Offset projects allow polluting corporations to purchase credits for carbon sequestered by those projects so that corporations can continue polluting. In the U.S., the majority of offsets are based on reforestation. All kinds of highly polluting businesses, from cryptocurrency businesses to energy giants, favour these schemes. Yet the issues with these forest offset programs are manifold. Globally, projects have displaced Indigenous populations who use forests, to make space to plant trees. They also do not undo pollution and can, in fact, lead to increased emissions.
California began its forest offsets program in 2013 and it now constitutes a major part the state’s strategy for reducing climate pollution. Yet an April report from CarbonPlan, ProPublica, and MIT Technology Review found that because of crucial mathematical errors in accounting, the scheme has actually increased greenhouse gas emissions. The authors estimate that nearly 30% of the offsets in the program are overvalued for the amount of carbon they sequester.
Wildfires take that problem from bad to worse. When they burn, trees release all the carbon they’ve removed from the atmosphere over their lifetimes.
“So now, if you start thinking about forest offset projects as areas that might burn, that means they’re also sources of emissions,” said Oriana Chegwidden, a climate scientist at CarbonPlan.
Regulations for California’s carbon credit programs anticipate that fires will do some damage. Project owners are thereby required to set aside some fraction of a project’s credits in buffer pools, which they can tap into if land burns up, or is lost for other reasons such as plant disease or insect outbreaks. These pools essentially serve as insurance programs.
But as fire seasons become longer and more severe due to the climate crisis, that percentage will likely not be enough.

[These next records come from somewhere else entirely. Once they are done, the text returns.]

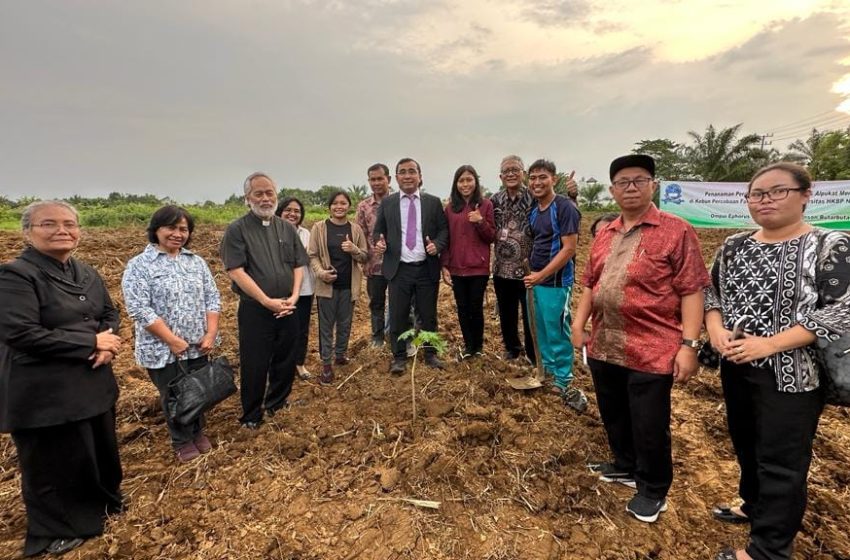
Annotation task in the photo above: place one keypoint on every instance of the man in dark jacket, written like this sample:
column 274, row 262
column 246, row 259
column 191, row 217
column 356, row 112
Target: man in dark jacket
column 264, row 257
column 410, row 232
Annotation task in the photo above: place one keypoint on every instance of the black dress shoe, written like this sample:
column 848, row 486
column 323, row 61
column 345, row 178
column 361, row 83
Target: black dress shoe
column 725, row 514
column 61, row 546
column 431, row 360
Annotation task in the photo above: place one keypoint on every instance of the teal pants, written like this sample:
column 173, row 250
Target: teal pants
column 552, row 319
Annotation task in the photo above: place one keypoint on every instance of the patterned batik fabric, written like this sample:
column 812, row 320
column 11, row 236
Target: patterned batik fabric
column 512, row 245
column 638, row 278
column 777, row 286
column 367, row 214
column 178, row 290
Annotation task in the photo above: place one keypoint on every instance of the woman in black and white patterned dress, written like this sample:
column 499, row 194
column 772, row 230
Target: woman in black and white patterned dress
column 788, row 284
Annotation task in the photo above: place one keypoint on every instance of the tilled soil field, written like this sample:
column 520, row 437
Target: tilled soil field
column 336, row 476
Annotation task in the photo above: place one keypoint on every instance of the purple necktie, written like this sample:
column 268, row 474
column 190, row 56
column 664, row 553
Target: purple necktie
column 410, row 235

For instance, the California Air Resources Board, which governs the state’s offset program, ensures that every project sets aside between 10 and 20% to such pools. That threshold doesn’t seem to have yet been crossed for any projects this year, but as the season continues, that could change.

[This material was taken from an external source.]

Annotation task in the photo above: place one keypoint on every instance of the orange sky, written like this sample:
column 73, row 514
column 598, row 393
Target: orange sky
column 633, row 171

“What we’re seeing is that the buffer pool is very likely undersized, and that increases in fire risk that we’re starting to experience, especially in the West, are seeming likely to overwhelm the buffer pool within the 100-year window that it was designed for,” said Hamman.
If this doesn’t happen this year, it almost certainly will in the future as climate breakdown intensifies. Recent studies have found that the Amazon rainforest recently reached a tipping point and is now producing more greenhouse gas than it is sequestering due to fires. As the climate crisis continues, forests in the West could meet the same fate. A story published on Tuesday in MIT Technology Review shows that the fires this year alone have already released enough carbon dioxide to “wipe out more than half of the region’s pandemic-driven emissions reductions last year.”
Chegwidden co-authored a pre-print paper released earlier this year that used modelling coupled with fire and forest data to show what fire risk might look like in the future. The results show that in every single future scenario modelled, fire risk increased substantially. Even with urgent action, some increased risk is likely unavoidable. But that’s better than the prospect of doing nothing.
“If we were to start mitigating emissions, whether by reducing emissions or starting to engage in large scale carbon removal, we would see decreases in fire risk. The low emission scenarios do show substantially lower fire risk than the high emissions scenarios,” she said. “But regardless, for the next few decades, no matter what we do, fire risk will likely increase.
One solution would be to increase the size of these mandatory pools for forest offsets. But perhaps a better one would be to stop relying on these programs altogether given their troubled history and challenges a hotter future poses to them.
“There’s a theoretical basis for which you might find yourself using forest offsets as a climate solution,” said Hammon. “But wherever we look, whether it’s to fire risk, or to the way we do crediting based on baselines of forest carbon, we’re finding that programs have been underdesigned or poorly designed to address some of these concerns. It definitely brings into question the quality of these as a potential climate solution.”